Stan Carey is a freelance editor, proofreader and writer from the west of Ireland. Trained as a scientist and TEFL teacher, he writes about language, words, books and more on Sentence first, Macmillan Dictionary Blog and elsewhere. He tweets at @StanCarey.


  • Great post, Stan! I hesitate myself often with negative “anymore” and stop to ponder whether I want the solid or open spelling. Positive anymore, on the other hand, has an informal ring but is well-established among all US speakers. The collocation “Seems like anymore” gets nearly 2 million Google hits. Seems like anymore anyone can use anymore this way.

  • Orin: It’s no wonder these phrases’ spelling proves awkward even to native speakers, given their mixed and changing forms in different contexts. Positive anymore occurs in dialects around me, but I associate “Seems like anymore” with AmE especially.

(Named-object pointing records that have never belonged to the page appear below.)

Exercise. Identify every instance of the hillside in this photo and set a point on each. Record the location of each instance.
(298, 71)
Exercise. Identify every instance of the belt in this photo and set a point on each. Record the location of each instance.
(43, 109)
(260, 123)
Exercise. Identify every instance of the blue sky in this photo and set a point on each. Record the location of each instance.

    Edward: It would appear so, though I happily ignore MS Word’s blue squiggles when they contradict my own grammatical preferences or those of the prose I’m editing.

  • Stan, You say that “everyday and every day may cause trouble, but the distinction, once learned, is straightforward”. This strongly suggests that there is a right and a wrong, and I would never dream of mixing them up, myself. But I think the distinction is being lost, and ‘everyday’ is becoming commonplace for both meanings. The line from a sofa advert “dfs: making everyday more comfortable”, plays on the distinction – at least I hope it does. But there are hundreds of corpus lines showing that the difference is disappearing, e.g. “Online shopping is available all day, everyday”. I took a sample of 500 occurrences of ‘everyday’ in ukWaC, and found that about 60 of these are used ‘wrongly’ – “You learn something everyday”; “I drive past there everyday” etc. – that’s 12%. The ukWaC corpus is some years old and I’d guess that the trend has been speeding up since, such that the two-word version ‘every day’ will eventually vanish. The question for an online dictionary, which CAN update a word whenever it likes, is when to give up on a distinction and go with the flow. This time has not yet come, of course for the ‘everyday’/’every day’ distinction, which is still alive and kicking. But for how long?

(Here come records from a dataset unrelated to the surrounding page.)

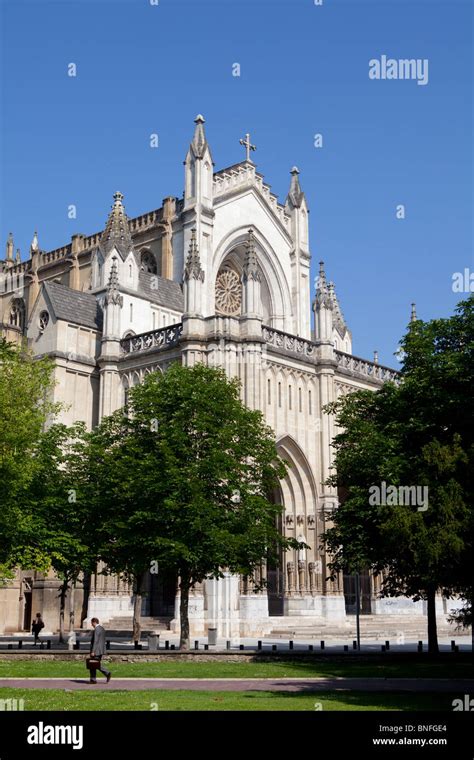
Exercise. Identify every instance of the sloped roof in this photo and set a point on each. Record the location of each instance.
(74, 306)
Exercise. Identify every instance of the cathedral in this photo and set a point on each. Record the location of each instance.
(219, 276)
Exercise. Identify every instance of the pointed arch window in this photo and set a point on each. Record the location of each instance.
(148, 262)
(17, 313)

  • Gill, that’s surprising and very interesting. I wouldn’t have guessed the figure is so high, and it does seem to suggest the distinction’s days are numbered for many speakers. Whether the advertising slogan “dfs: making everyday more comfortable” is a pun or not, it will probably contribute a little to the trend!

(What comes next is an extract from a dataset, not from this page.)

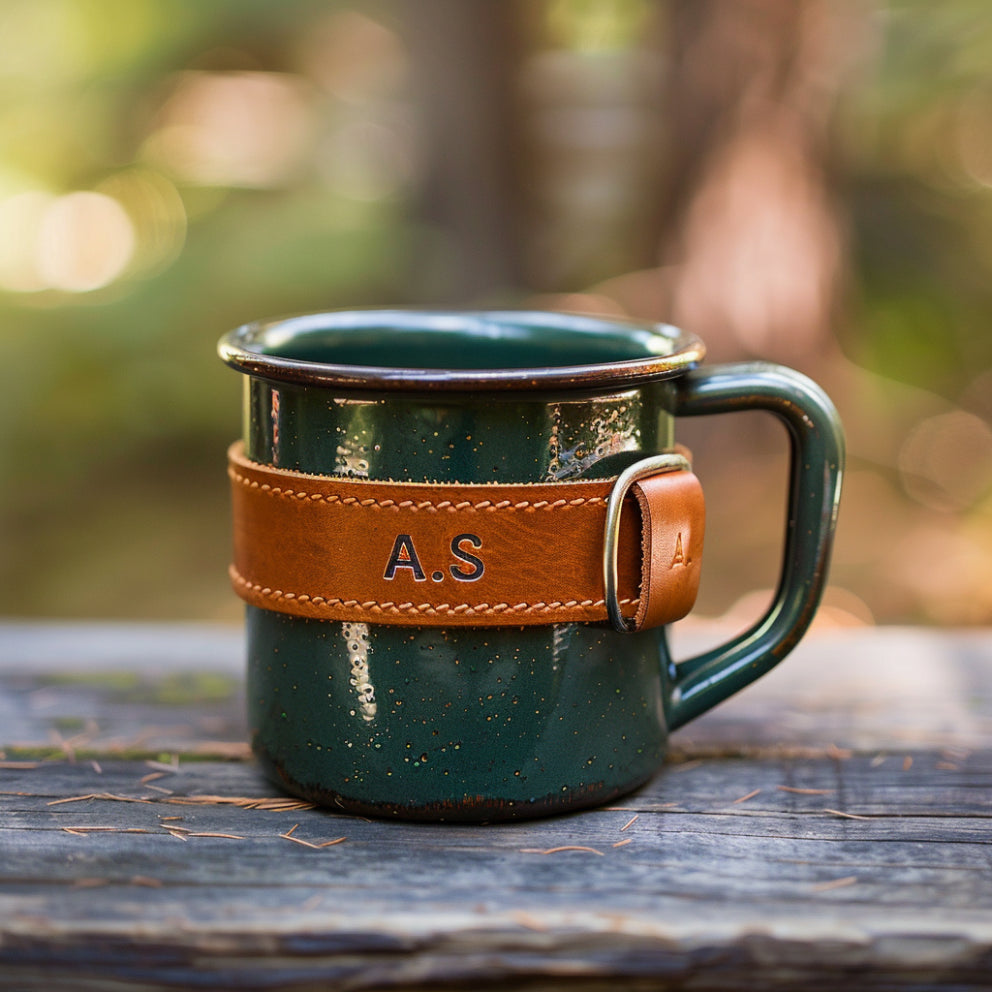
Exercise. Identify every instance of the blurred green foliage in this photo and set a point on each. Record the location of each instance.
(115, 411)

    Erin, thanks for reporting from east US. DARE says the usage is widespread, but I guess it’s not common in some areas.

  • I think it’s important to separate the spelling question (any more vs. anymore) clearly from the polarity question (negative vs. positive any more/anymore), though both originated in the U.S. For myself, although a Yank of the Yanks, I use neither, probably because I come from a linguistically conservative part of the country, the Northeast. (No, that does not make me half a Brit; just ask a real Brit.)

    For me, the spelling anymore falsely suggests an indefinite pronoun pronounced with a stress on the first syllable, as in anything, anyone, anywhere etc., whereas anymore is in fact still stressed as two words even when written as one word, and is obviously an adverb rather than a pronoun. As for positive anymore, I can no more say it than I can say “Anybody doesn’t go there” rather than “Nobody goes there”, a different kind of polarity violation.

    So when Orin says positive anymore is well established among all Americans, he is in error. I would guess that the anymore spelling will become the standard U.S. spelling eschewed by the rest of the Anglosphere when the old farts like me have died off, whereas the positive use will probably not take over even the whole U.S., though it may well spread outside it: it is still too alien to those of us who don’t use it.

  • John: Thanks, as always, for your insights. I see what you mean about the pronunciation of anymore, though the spelling doesn’t suggest that stress to me, for whatever reason. I agree that even if positive anymore continues to spread, it will be resisted by some speakers as too strange and counterintuitive.